COMMISSION EUROPEENNE DES DROITS DE L'HOMME
PREMIERE CHAMBRE
Requête No 25999/94
A. T.
contre
Italie
RAPPORT DE LA COMMISSION
(adopté le 5 décembre 1995)
I. INTRODUCTION
1. Le présent rapport concerne la requête No 25999/94 introduite le
10 mai 1993 contre l'Italie et enregistrée le 20 décembre 1994. Le
requérant est un ressortissant italien né en 1932 et réside à
Sarego (Vicenza). Il est représenté devant la Commission par
Maître Gigliola Tadiello, avocat à Sarego.
Le Gouvernement défendeur est représenté par son Agent,
M. Umberto Leanza, Chef du service du Contentieux diplomatique au
ministère des Affaires étrangères.
2. Cette requête, qui porte sur la durée d'une procédure civile, a
été communiquée le 17 janvier 1995 au Gouvernement. A la suite d'un
échange de mémoires, la requête a été déclarée recevable le
13 septembre 1995. Le texte de la décision sur la recevabilité est
annexé au présent rapport.
3. Ayant constaté qu'il n'existe aucune base permettant d'obtenir
un règlement amiable au sens de l'article 28 par. 1 b) de la
Convention, la Commission (Première Chambre), après délibération, a
adopté le 5 décembre 1995 le présent rapport conformément à
l'article 31 par. 1 de la Convention, en présence des membres
suivants :
M. C.L. ROZAKIS, Président
Mme J. LIDDY
MM. E. BUSUTTIL
A.S. GÖZÜBÜYÜK
A. WEITZEL
M.P. PELLONPÄÄ
B. MARXER
B. CONFORTI
N. BRATZA
I. BÉKÉS
E. KONSTANTINOV
G. RESS
A. PERENIC
C. BÎRSAN
K. HERNDL
4. Dans ce rapport, la Commission a formulé son avis sur le point
de savoir si les faits constatés révèlent, de la part de l'Italie, une
violation de la Convention.
5. Le texte du présent rapport sera transmis au Comité des Ministres
du Conseil de l'Europe conformément à l'article 31 par. 2 de la
Convention.
II. ETABLISSEMENT DES FAITS
6. Le 30 juin 1980, le requérant assigna la société P., à qui il
avait acheté un terrain, devant le tribunal de Vicenza afin d'obtenir
le remboursement d'une partie du prix payé. Il faisait notamment valoir
que ladite société avait fait construire une route passant sur son
terrain et que, par conséquent, la surface disponible de celui-ci était
diminuée.
7. La mise en état de l'affaire commença le 18 juillet 1980. Après
deux audiences d'instruction, des témoins furent entendus les
30 octobre 1981, 9 février et 27 avril 1982. Lors de l'audience du
29 octobre 1982, le juge de la mise en état nomma un expert et, le
14 janvier 1983, lui accorda un délai de quatre-vingt-dix jours pour
déposer son rapport. L'audience du 24 juin 1983 fut reportée à la
demande des parties pour examiner le rapport entre-temps déposé. La
mise en état de l'affaire se termina, après six autres audiences
d'instruction, le 13 décembre 1985 par la présentation des conclusions.

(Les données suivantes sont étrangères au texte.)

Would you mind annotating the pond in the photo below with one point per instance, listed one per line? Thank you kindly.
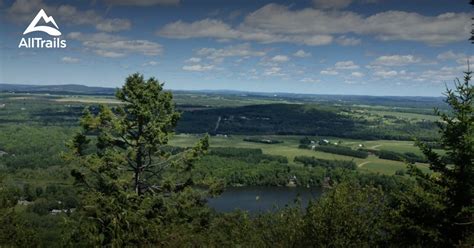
(261, 198)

L'audience de plaidoirie devant la chambre compétente fut fixée au
31 octobre 1986.
8. Par ordonnance du 22 janvier 1987, le tribunal renvoya les
parties devant le juge de la mise en état afin qu'elles fournissent des
éclaircissements ultérieurs sur les faits objet de la cause et pour
une tentative de règlement amiable du litige. Celle-ci ayant échoué,
le 26 janvier 1988 les parties présentèrent leurs conclusions. Une
nouvelle audience de plaidoirie fut fixée au 19 février 1988. Par
ordonnance du 7 avril 1988, le tribunal renvoya à nouveau les parties
devant le juge de la mise en état pour que d'autres témoins fussent
entendus. Ce qui fut fait le 21 septembre 1988. Les parties ayant
présenté leurs conclusions le 30 septembre 1988, l'audience de
plaidoirie, fixée d'abord au 31 mars 1989, fut par la suite renvoyée
d'office au 21 juin 1991 car le juge de la mise en état avait été muté
sans être remplacé.
9. Par un jugement du 27 juin 1991, dont le texte fut déposé au
greffe le 5 novembre 1991, le tribunal de Vicenza fit droit à la
demande du requérant.
10. Le 22 juillet 1992, la société P. interjeta appel devant la cour
d'appel de Venise. La mise en état de l'affaire commença le
9 décembre 1992 et se termina, une audience plus tard, le
17 novembre 1993 par la présentation des conclusions. L'audience de
plaidoirie devant la chambre compétente fut fixée au 14 mai 1996.
III. AVIS DE LA COMMISSION
11. Le requérant se plaint de la violation du principe du délai
raisonnable prévu à l'article 6 par. 1 (art. 6-1) de la Convention.
12. Cette procédure tend à faire décider d'une contestation sur des
"droits et obligations de caractère civil" et se situe donc dans le
champ d'application de l'article 6 par. 1 (art. 6-1) de la Convention.
13. La procédure litigieuse, qui a débuté le 30 juin 1980 et est, à
ce jour, encore pendante, a déjà duré quinze ans et plus de cinq mois.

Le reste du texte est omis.